Outlook.com needs to send my number—which in no way, shape, or form could be a throwaway from Google Voice or a trillion other services—a verification code. Sure, send it.

Never arrives.

Send again.

Nope.

Once more.

Sorry you’ve sent too many codes, now you’re double extra locked out with a cherry on top.

I picked up a used Lumia 920 Windows Phone 8, erm, phone to review. I’ve liked the don’t-call-it Metro experience all the way back when it first debuted on the Zune and I reviewed the Zune Marketplace for Ars Technica. I’m happy to see it live on, it really is a great mobile experience.

But I have to call out this crufty holdover from Windows (and who can forget the “please insert your Windows installation disc” bit). Are there seriously engineers and managers at Microsoft who tested this first-run setup process and said “yeah, ship that”?
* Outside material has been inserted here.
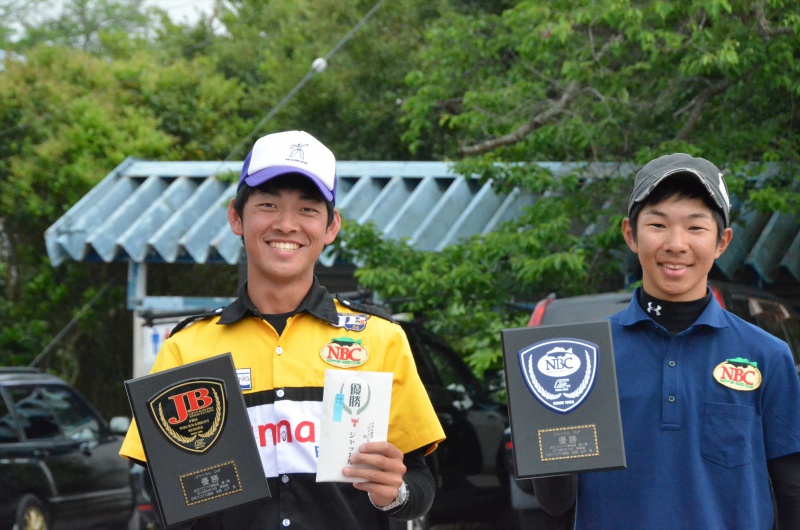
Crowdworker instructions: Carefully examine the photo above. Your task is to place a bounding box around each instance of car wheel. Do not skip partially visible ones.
[14,495,50,530]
“Welcome to your new Windows Phone! Here are a couple setup buttons to tap.” [so far so good]

“Now, hang on a sec, we’re installing apps…..” [Uh]

“…… still installing, thanks for your patience……” [I don’t even]

“Ok! your apps are done installing. Go rock on with Windows!” [This should’ve been done before I pressed the power button]

Do they really think the vast majority of users give half a crap about seeing that? Here, Microsoft, have some free R&D on what people care about: pressing a button to turn something on, and then it goes.

Microsoft in talks to invest up to $3 billion in Dell: CNBC - Yahoo! News

That could certainly be one way Microsoft could bolster what is so far an uninspiring foray into hardware. Then again, Dell isn’t exactly known for having the design chops to meet the new bar Apple raised; that’s largely why Dell got into this predicament in the first place.

Microsoft’s latest software isn’t wowing or arguably even catching on with the masses, and Dell’s hardware was passable a long time ago in a market far, far away. Talk about a winning combination.

Evan's Blog. Meh.: Evan Buys A Microsoft Surface

The Microsoft laptop acting as the register immediately crashes. She looks up at me and says “Sorry my computer crashed. Just give me a second to reboot.”

She reboots, rings me up and asks me if I’d like my receipt. I ask her to email it to me. She says they can’t do that. So I tell her sure, I’ll take the receipt. She hits print, the computer crashes again and I walk out.

Not sure what’s funnier: that the PC register crashed twice, or that they can’t email a receipt.

Bonus question: Do Microsoft’s PC registers run Windows 8 yet?